Mes chers enfants, vous qui comprenez ces paroles, vivez de sainteté afin que ce soit plutôt la bonté et la charité de Notre-Seigneur en vous que le monde critique ! Alors, réjouissez-vous, car c’est en laissant Notre-Seigneur habiter en vous que vous devenez ses véritables disciples. Efforcez-vous de poursuivre votre route dans l’humilité, souffrant de voir combien Notre-Seigneur reste le Grand Incompris de ce bas monde ! Ne vous laissez accaparer par personne, et si des amis vous reprochent de ne pas leur consacrer assez de temps, demandez-leur, au nom de l’amitié qu’ils vous portent, de comprendre que vous devez être disponibles à tous pour cette charge spirituelle que Notre-Seigneur vous à confiée. S’ils se montrent alors moins charitables à votre égard, et font mine de se détacher de vous, c’est que leur amitié est trop humaine et trop possessive.
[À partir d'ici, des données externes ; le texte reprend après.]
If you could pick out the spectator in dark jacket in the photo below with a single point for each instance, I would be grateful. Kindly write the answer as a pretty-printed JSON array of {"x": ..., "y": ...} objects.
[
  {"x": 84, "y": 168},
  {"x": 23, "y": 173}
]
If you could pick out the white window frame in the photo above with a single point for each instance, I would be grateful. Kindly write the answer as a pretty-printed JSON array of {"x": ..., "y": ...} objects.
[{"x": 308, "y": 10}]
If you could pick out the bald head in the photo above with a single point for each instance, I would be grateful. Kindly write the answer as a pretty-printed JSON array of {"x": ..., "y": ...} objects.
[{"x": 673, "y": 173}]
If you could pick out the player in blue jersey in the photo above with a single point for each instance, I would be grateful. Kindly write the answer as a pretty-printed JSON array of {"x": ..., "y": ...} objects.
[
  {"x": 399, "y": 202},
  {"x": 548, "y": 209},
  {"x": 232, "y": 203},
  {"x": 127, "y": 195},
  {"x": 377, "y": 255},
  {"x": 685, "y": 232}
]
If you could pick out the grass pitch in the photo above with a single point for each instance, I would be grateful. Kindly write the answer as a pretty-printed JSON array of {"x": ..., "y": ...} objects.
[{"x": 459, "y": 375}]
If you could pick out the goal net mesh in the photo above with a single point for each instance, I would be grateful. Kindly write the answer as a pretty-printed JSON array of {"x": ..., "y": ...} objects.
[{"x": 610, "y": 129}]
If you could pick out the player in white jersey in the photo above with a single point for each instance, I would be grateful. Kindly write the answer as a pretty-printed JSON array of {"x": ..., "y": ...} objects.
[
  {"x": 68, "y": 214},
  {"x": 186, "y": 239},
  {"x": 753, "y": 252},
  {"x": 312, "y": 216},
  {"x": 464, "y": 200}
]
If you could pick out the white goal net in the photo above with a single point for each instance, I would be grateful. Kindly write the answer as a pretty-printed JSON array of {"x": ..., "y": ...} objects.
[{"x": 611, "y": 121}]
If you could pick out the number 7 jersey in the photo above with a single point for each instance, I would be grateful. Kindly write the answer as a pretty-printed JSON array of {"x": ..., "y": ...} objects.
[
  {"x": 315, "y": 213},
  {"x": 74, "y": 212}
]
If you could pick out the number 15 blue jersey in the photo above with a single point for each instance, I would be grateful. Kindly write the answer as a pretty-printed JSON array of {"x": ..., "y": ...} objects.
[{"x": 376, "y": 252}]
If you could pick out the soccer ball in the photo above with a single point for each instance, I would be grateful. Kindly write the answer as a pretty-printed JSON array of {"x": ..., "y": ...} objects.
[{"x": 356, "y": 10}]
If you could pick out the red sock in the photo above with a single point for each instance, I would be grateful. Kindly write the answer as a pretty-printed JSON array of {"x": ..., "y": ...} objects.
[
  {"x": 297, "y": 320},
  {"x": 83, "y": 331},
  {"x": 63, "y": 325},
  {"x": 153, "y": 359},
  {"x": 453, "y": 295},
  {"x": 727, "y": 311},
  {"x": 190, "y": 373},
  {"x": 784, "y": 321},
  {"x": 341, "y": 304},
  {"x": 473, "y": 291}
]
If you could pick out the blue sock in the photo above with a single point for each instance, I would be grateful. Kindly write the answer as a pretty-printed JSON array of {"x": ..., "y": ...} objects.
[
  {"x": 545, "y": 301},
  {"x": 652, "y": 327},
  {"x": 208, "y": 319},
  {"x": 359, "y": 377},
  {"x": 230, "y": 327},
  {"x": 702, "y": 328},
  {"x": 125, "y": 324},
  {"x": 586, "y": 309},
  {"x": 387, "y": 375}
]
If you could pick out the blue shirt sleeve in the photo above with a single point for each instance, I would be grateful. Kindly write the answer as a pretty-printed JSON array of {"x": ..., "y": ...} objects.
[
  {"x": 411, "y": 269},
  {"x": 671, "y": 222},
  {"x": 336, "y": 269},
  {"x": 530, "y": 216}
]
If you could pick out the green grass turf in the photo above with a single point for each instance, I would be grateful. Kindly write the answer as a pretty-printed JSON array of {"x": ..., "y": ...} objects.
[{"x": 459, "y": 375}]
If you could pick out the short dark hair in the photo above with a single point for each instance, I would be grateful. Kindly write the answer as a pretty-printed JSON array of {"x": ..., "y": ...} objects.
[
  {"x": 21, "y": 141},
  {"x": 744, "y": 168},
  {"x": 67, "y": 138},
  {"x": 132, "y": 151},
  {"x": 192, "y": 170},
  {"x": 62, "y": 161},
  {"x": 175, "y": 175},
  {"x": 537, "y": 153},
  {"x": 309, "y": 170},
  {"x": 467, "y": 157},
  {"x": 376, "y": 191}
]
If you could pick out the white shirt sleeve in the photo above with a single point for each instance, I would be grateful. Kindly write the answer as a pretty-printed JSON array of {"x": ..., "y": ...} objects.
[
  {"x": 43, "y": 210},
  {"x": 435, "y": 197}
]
Priez alors Notre Seigneur d’éclairer leur cœur de sentiments profonds et vrais, exempts de toute forme d’amour-propre et d’égoïsme.

Allez, mes enfants, vers les pauvres, ceux dont l’âme est en train de mourir, étouffée dans les rets du matérialisme et de la science des hommes, et laissez Notre-Seigneur guider votre cœur. Soyez des témoins vivants de l’amour de Dieu et de la charité, et restez inébranlables dans le bien. Ne vous laissez pas décourager par les attaques et les critiques d’où qu’elles proviennent. Au contraire, grâce à ceux qui vous blessent, efforcez-vous d’acquérir une sainte répulsion pour tout manquement à la charité, et une sainte ardeur à pratiquer cette si belle vertu à chaque instant de votre vie.

Et, pour terminer, laissez-moi vous interroger. Qu’y a-t-il de plus grave : manquer à la vertu de charité de son plein gré, ou bien y manquer sans s’en rendre compte ? Sachez, mes enfants, que l’aveuglement est souvent la grave conséquence d’une trop haute estime de soi. Suppliez donc Notre-Seigneur de toujours vous garder dans la véritable humilité, et de vous faire ressentir chacun de vos manquements à la vertu de charité, afin que vous puissiez en demander pardon à votre prochain et vous en confesser.

Que ceux qui se croient dans une voie de sainteté simplement parce qu’ils se confectionnent un abondant palmarès de rosaires, de messes et de bonnes œuvres prennent garde ! Leurs confessions sont souvent fort scrupuleuses, mais ils n’y accusent point l’essentiel. Qu’ils demandent à Notre-Seigneur la grâce de leur faire connaître, par quelque événement et à travers la direction spirituelle, chacun de leurs manquements à la vertu de charité. Alors, leurs yeux s’ouvriront et ils connaîtront la véritable humilité.

Que Notre-Seigneur vous bénisse, mes chers enfants. Que sa très sainte Mère vous comble de sa maternelle affection ; et moi, je vous bénis au nom du Père, et du Fils, et du Saint-Esprit.